The multidistance TD moment analysis assumes that all the channels used in the analysis are observing the same change in absorption coefficient in the brain layer, which is not necessarily realistic if the changes are spatially slanted toward one of the channels and away from the others (our analysis assumed all channels associated with a detector were observing the same region of the brain layer). The GLM does not require this assumption, and in fact, works better if the SS channel contains no contribution from the HRF. Incidentally, this is the reason our TD GLM model only uses $M_0$ for SS, as higher order moments have higher contributions of the brain layer and thus using them to model the superficial layer yields worse results.

Furthermore, there is a selection bias for the multidistance analysis since there are a limited number of detectors that had more than two different distances available, and those had better SNR than the channels in other detectors. Thus the mean results for TD moment with three or more distances are for a limited number of detectors with higher average quality channels, whereas the statistics for the other techniques (LS and LS + SS) are averaging good and bad quality channels.

We found a statistically significant improvement of the TD GLM over TD LS + SS for the correlation but not for the RMSE. However, we could argue that correlation is a better metric than RMSE as it is independent of scale. RMSE also has the disadvantage of being highly dependent on the method used to remove the baseline from the estimated HRF.

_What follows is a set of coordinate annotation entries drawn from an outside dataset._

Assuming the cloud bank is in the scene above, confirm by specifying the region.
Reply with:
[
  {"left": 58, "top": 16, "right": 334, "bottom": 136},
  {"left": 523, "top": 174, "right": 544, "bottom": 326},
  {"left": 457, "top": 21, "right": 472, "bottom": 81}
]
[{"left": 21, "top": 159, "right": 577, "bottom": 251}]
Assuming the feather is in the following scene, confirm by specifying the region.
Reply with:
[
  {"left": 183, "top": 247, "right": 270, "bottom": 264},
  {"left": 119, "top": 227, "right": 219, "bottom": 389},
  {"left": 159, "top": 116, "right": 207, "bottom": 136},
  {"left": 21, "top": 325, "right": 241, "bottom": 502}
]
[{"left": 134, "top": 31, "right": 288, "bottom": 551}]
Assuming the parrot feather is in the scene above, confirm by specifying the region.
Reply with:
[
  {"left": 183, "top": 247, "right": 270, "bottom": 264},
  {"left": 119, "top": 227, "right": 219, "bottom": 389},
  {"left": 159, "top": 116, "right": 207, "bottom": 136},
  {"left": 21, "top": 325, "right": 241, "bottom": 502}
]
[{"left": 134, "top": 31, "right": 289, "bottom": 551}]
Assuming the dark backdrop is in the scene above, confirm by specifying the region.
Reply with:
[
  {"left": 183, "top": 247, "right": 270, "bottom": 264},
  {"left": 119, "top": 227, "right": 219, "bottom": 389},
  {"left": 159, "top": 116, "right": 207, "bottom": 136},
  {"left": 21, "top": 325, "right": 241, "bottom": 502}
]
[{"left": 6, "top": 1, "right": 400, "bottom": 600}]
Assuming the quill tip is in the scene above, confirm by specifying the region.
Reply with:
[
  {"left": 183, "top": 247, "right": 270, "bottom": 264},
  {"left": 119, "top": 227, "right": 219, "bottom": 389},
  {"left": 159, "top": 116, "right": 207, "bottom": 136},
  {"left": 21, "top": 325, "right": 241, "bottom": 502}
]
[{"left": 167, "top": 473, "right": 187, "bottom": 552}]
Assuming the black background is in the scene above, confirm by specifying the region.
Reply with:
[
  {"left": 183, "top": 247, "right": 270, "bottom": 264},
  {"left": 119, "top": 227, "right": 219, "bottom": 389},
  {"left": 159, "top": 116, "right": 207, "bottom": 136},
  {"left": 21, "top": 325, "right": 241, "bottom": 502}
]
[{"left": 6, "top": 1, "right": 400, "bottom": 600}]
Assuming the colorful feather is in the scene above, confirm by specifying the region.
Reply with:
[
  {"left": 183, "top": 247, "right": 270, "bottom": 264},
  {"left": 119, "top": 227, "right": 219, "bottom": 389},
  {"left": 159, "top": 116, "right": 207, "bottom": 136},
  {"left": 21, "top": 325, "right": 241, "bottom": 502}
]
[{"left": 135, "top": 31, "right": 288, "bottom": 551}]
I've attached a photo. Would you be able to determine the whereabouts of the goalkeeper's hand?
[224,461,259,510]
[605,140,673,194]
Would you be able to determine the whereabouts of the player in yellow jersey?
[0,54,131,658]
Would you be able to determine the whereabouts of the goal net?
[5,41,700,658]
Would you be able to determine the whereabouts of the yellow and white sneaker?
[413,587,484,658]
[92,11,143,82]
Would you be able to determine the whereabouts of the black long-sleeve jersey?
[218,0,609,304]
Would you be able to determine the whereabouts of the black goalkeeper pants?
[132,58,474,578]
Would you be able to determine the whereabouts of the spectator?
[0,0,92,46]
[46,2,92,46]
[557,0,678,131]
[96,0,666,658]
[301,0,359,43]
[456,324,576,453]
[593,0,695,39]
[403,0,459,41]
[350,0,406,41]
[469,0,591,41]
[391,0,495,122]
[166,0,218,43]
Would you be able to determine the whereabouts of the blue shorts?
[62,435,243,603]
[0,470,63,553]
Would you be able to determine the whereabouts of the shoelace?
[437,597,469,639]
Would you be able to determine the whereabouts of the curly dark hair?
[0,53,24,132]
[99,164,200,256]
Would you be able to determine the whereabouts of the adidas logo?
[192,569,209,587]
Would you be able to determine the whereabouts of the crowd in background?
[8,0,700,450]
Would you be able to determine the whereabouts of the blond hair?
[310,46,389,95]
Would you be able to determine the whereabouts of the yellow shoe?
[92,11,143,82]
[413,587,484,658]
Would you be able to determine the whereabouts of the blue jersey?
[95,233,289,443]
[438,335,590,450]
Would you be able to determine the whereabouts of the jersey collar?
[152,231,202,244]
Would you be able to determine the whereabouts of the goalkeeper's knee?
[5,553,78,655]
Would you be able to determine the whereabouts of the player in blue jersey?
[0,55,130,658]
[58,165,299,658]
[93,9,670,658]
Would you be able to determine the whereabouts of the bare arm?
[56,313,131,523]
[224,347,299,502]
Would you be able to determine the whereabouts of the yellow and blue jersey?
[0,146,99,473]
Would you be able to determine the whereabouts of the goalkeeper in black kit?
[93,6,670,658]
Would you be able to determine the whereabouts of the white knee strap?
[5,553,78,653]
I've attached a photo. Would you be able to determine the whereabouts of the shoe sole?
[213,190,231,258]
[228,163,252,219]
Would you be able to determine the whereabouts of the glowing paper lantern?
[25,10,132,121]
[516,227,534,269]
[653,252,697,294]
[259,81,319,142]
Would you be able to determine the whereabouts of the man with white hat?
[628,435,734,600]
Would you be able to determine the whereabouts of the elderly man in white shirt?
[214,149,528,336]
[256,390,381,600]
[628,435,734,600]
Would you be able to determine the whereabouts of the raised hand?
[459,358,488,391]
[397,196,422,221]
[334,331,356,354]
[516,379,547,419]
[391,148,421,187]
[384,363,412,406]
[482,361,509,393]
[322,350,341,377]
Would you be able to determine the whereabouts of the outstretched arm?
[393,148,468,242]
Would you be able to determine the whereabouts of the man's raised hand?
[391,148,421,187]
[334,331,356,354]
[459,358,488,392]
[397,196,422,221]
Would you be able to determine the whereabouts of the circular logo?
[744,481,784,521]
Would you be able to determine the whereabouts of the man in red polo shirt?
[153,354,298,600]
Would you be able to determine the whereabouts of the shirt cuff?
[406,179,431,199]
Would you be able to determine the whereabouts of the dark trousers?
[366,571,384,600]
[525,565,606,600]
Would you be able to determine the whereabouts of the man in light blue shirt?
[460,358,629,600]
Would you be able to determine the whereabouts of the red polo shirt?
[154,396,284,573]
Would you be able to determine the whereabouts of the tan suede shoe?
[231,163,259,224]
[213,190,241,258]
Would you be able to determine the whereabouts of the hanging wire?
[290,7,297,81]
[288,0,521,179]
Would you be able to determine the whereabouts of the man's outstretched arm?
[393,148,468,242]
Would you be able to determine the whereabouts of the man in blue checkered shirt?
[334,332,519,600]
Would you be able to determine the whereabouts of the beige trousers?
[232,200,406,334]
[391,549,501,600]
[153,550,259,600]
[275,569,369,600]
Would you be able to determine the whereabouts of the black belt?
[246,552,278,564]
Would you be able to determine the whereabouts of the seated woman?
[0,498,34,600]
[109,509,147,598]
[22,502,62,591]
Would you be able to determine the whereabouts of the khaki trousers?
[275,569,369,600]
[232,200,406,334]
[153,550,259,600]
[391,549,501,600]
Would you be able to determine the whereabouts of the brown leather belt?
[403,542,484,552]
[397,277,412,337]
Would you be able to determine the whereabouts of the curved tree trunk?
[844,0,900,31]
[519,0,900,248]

Another argument for the TD GLM over the (multidistance) TD moment analysis is that the performance of the TD GLM could potentially be improved further over what we obtained by multimodal regression incorporating relevant auxiliary signals (e.g., accelerometers to remove motion artifacts⁴¹). A different choice of temporal bases might also benefit some cases, for example, using the canonical gamma function in cases that merit it, which has the effect of reducing the degrees of freedom of the regression problem. Additionally, autoregressive techniques could be used to solve the TD GLM.⁴²

Unlike the regular CW GLM formulation, our TD GLM integrates the information for the two wavelengths in one model, avoiding the necessity to perform a separate calculation for oxyhemoglobin and for deoxyhemoglobin (and thus the model has all the available information and not just half of it). Furthermore, this model performs the conversion from moments to concentration (which incorporates the available knowledge about the differential pathlength factor or sensitivity), requiring one less preprocessing step.

Finally, for cases where there are multiple overlapping channels with multiple distances, it might be better to develop an image reconstruction technique that incorporates moment analysis instead of using multidistance techniques, as image reconstruction techniques model the spatial distribution of the hemodynamic perturbations better.^43,44

5.4.

Effect of HRF Amplitude

The analysis with multiple HRF amplitudes showed that even at different scales, TD techniques outperform CW techniques. The pattern of TD moment LS + SS outperforming the CW GLM and the TD GLM outperforming TD moment LS + SS holds for all the used scales for HbO and HbR correlations (the latter not shown). Similar patterns are observed for the RMSE (HbO RMSE is shown in Fig. S2 in the Supplementary Material). The CW GLM seems to perform relatively worse for lower amplitudes of the HRF, as the correlation difference between CW GLM and TD GLM grew smaller for larger amplitudes.